In any case, based on witnesses' reports and injuries that were treated by paramedics and noted by police (which included a bloody nose and cuts on the back of Zimmerman's head), Zimmerman shot Martin in the course of a violent struggle—i.e., in the heat of the moment, not in cold blood. He may well have overreacted, but if so his crime would not be tantamount to deliberately running over a black man with a pickup truck just for kicks, as Morris Dees of the Southern Poverty Law Center has suggested.
Is Florida's "stand your ground" law the reason Zimmerman has not been arrested? Zimmerman claims Martin knocked him down and repeatedly smacked his head against the pavement. He says his gun was exposed during the scuffle and he feared Martin would grab it, so he drew the pistol and fired. In these circumstances, a right to "stand your ground" would make no difference, since there would be no feasible way to safely escape.
Under Florida law, the crucial question is whether Zimmerman reasonably believed deadly force was necessary to prevent Martin from killing or seriously injuring him. The same defense would have been available to him under the "duty to retreat" standard that applied in public places prior to 2005—even if Zimmerman threw the first punch.
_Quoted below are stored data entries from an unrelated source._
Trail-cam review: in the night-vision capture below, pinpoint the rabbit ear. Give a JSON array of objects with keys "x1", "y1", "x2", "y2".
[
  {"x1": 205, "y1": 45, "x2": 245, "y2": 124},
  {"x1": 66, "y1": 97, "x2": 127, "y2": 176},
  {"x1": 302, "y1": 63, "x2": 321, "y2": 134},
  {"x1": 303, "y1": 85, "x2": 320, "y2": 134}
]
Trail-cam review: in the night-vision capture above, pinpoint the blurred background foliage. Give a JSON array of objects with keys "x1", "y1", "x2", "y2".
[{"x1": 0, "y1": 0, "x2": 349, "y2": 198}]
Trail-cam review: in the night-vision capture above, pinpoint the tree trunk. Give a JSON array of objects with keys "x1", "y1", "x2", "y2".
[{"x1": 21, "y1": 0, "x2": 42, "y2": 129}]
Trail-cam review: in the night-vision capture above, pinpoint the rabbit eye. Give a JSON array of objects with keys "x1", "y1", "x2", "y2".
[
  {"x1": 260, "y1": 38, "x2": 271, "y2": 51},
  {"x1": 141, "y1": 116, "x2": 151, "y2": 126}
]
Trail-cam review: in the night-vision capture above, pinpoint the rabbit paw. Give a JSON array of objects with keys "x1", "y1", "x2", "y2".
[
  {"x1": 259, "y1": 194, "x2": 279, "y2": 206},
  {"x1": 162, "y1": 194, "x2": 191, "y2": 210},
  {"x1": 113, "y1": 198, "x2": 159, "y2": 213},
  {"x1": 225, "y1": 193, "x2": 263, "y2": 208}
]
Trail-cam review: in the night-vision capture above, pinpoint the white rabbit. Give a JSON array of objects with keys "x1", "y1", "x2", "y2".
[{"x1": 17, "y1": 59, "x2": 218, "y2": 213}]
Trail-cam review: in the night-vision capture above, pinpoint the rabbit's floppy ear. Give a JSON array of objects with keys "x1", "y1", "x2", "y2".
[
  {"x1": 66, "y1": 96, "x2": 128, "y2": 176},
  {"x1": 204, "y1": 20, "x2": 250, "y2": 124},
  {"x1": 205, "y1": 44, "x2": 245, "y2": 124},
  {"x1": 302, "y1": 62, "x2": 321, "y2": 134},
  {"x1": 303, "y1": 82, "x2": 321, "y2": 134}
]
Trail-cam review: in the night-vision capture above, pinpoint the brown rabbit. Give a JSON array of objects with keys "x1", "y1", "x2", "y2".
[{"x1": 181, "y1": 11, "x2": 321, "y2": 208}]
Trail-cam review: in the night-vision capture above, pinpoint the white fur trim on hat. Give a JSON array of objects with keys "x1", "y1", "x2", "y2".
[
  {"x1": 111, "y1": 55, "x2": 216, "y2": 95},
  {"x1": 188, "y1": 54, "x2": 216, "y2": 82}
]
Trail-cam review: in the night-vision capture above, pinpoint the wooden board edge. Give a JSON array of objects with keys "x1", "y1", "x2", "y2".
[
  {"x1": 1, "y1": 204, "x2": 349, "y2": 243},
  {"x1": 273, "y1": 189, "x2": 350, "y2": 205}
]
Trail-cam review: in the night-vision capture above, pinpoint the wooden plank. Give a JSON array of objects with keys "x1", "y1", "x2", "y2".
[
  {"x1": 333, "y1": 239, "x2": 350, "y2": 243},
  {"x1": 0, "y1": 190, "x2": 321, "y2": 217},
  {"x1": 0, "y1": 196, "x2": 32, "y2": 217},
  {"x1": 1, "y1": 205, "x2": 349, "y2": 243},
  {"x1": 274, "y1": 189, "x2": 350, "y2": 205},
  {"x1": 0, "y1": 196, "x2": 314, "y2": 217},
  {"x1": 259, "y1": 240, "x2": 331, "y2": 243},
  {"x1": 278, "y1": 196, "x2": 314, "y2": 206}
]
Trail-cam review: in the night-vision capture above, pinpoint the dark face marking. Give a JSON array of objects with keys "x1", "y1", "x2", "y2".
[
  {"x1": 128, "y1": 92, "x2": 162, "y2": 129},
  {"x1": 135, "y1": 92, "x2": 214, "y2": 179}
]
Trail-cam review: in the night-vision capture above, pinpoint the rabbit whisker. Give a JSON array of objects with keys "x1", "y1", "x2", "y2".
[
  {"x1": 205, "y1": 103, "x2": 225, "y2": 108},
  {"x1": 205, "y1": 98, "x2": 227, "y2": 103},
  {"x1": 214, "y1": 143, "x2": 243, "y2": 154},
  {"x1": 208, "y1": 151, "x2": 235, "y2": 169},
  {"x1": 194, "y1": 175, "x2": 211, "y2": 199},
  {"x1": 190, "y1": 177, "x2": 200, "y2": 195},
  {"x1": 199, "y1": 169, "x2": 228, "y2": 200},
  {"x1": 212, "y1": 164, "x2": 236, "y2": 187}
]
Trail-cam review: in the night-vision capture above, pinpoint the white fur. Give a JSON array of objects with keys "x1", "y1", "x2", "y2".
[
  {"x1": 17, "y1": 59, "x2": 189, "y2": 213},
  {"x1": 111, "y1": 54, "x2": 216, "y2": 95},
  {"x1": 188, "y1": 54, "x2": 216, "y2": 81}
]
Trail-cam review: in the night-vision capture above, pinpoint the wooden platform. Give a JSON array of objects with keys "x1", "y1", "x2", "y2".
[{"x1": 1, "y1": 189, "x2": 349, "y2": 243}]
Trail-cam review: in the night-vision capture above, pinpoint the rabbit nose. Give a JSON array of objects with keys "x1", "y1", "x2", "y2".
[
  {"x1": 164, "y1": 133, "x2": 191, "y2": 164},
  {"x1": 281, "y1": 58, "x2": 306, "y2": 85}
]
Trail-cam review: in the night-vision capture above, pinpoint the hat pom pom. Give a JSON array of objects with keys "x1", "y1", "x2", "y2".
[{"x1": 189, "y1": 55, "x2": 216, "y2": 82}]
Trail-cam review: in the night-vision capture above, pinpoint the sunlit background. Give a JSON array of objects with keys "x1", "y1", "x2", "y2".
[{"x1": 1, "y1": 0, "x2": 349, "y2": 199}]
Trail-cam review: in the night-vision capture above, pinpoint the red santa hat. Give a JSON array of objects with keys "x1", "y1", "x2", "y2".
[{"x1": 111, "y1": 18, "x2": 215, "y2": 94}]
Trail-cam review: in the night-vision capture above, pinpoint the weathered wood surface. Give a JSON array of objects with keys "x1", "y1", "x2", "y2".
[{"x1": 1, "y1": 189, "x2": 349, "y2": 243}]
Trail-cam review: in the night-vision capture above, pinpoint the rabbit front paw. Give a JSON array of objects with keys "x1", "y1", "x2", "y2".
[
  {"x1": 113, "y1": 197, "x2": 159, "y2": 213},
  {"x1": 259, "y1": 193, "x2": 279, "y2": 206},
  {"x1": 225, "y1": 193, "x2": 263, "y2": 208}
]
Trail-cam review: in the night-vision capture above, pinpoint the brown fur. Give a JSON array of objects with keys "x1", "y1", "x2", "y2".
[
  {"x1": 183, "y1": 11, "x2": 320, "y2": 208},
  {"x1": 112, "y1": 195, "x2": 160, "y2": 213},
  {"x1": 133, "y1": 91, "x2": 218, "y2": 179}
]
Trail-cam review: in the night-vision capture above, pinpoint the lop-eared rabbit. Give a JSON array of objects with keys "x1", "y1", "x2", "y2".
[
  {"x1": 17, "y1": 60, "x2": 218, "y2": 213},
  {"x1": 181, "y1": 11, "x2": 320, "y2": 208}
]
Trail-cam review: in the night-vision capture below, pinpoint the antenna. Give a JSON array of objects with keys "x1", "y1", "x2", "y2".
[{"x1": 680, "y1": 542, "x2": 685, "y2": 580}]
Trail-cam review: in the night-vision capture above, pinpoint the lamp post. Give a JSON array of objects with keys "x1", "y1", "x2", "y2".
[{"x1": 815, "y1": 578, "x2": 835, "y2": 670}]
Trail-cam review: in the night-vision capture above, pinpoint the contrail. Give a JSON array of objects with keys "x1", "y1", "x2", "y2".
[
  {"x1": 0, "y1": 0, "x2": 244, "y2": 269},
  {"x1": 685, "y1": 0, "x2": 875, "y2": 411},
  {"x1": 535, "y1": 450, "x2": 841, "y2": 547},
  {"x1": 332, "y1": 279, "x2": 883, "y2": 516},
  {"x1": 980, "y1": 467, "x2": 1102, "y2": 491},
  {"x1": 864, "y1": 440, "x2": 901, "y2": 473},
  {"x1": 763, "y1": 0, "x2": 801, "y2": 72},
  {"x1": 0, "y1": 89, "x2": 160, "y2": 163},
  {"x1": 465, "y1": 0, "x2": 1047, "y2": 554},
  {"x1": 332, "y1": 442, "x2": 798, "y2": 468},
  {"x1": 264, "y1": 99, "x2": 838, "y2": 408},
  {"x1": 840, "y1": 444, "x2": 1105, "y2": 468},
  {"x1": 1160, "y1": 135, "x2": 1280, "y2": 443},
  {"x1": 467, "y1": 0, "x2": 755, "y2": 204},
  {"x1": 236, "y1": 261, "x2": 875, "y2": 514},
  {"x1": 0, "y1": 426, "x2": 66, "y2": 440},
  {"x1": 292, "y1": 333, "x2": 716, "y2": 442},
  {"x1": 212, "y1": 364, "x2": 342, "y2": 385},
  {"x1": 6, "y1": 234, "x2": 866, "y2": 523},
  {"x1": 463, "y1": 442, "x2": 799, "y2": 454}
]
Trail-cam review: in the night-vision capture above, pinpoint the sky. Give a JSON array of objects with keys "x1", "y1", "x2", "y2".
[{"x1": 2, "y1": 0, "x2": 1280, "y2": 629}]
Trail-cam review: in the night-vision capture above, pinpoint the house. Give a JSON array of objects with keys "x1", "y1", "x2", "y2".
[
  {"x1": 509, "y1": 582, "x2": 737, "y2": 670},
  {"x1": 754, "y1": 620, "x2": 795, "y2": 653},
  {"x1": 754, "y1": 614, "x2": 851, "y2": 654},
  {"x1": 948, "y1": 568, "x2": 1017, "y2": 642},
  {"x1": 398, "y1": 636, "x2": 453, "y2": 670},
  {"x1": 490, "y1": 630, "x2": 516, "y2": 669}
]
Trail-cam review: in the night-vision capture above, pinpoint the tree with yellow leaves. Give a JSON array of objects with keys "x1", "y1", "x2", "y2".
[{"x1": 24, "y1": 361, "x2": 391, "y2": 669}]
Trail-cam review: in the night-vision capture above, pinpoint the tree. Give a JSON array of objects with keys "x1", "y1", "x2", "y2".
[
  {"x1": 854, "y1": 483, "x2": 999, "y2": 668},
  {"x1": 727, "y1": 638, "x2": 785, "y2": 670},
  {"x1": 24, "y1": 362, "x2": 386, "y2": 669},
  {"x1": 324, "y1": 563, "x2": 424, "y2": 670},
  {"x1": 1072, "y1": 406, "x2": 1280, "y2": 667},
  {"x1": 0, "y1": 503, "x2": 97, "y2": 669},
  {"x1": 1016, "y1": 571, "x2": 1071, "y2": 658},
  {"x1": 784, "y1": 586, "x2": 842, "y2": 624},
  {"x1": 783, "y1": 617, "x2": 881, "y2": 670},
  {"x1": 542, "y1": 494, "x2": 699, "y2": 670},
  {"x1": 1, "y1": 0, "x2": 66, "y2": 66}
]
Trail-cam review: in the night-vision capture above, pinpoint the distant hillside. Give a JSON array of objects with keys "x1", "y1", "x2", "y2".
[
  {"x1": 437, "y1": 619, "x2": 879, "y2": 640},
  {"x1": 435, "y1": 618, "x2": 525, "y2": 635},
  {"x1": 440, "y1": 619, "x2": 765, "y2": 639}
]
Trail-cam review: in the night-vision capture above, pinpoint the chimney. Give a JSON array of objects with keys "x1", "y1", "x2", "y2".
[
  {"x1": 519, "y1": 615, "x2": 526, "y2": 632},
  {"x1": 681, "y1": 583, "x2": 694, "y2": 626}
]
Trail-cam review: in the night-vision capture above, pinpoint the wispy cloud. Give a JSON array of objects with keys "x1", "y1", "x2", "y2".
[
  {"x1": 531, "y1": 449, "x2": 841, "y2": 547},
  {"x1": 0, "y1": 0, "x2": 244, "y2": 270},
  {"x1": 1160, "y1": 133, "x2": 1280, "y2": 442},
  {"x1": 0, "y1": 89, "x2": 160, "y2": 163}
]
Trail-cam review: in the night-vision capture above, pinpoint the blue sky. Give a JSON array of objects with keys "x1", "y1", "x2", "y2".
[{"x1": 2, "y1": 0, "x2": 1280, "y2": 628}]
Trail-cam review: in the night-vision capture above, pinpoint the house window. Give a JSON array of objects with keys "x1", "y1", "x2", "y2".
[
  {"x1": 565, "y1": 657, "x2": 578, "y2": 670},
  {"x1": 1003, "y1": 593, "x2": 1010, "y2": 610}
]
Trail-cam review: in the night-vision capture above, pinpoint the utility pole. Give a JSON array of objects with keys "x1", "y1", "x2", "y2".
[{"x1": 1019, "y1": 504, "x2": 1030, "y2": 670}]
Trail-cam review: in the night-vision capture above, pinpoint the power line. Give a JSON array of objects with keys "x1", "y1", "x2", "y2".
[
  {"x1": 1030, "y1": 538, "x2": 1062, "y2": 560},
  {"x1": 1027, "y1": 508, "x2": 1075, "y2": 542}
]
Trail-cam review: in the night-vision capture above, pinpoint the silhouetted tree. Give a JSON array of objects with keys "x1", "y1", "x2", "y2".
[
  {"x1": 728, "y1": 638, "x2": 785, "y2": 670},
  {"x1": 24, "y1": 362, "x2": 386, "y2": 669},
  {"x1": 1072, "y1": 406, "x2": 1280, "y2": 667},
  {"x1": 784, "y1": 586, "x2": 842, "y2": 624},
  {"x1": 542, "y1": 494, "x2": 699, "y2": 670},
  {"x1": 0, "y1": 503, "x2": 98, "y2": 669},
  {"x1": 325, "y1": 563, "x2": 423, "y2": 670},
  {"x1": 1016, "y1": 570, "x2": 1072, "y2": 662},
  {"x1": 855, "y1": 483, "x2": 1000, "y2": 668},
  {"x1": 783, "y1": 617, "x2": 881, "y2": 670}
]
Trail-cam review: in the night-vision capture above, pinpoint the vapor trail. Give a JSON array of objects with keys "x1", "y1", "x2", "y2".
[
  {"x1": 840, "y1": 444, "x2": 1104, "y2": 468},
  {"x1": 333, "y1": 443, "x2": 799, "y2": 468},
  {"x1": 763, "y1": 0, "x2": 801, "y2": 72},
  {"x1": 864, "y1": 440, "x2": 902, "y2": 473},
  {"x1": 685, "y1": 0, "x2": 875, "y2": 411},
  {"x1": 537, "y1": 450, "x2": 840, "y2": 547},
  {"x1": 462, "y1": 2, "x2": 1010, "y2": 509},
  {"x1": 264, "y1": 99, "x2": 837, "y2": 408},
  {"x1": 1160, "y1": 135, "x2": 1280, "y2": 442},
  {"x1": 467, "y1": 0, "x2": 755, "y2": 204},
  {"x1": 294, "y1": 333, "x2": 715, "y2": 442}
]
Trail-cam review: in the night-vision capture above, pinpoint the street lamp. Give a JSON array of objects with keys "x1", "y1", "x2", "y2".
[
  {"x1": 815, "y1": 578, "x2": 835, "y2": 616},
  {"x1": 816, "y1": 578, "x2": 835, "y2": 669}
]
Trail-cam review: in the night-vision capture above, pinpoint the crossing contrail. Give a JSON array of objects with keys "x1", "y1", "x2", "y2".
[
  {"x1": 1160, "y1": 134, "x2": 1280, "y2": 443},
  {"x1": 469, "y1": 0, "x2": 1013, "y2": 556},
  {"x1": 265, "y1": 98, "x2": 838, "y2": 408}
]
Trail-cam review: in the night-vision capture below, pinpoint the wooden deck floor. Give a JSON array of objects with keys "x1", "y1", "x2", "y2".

Another change to the law seems more relevant: To arrest Zimmerman, police need "probable cause" to conclude not simply that he killed someone but also that his use of force was unlawful. Yet probable cause is the same test that applies to all other crimes, and if it has not been met so far the fault probably lies in an incomplete investigation, rather than the requirement that police have a "reasonable belief" a suspect broke the law before they charge him.
Showing probable cause, of course, is not the same as proving guilt beyond a reasonable doubt—something to keep in mind if, as now seems likely, George Zimmerman's claims are scrutinized by a jury.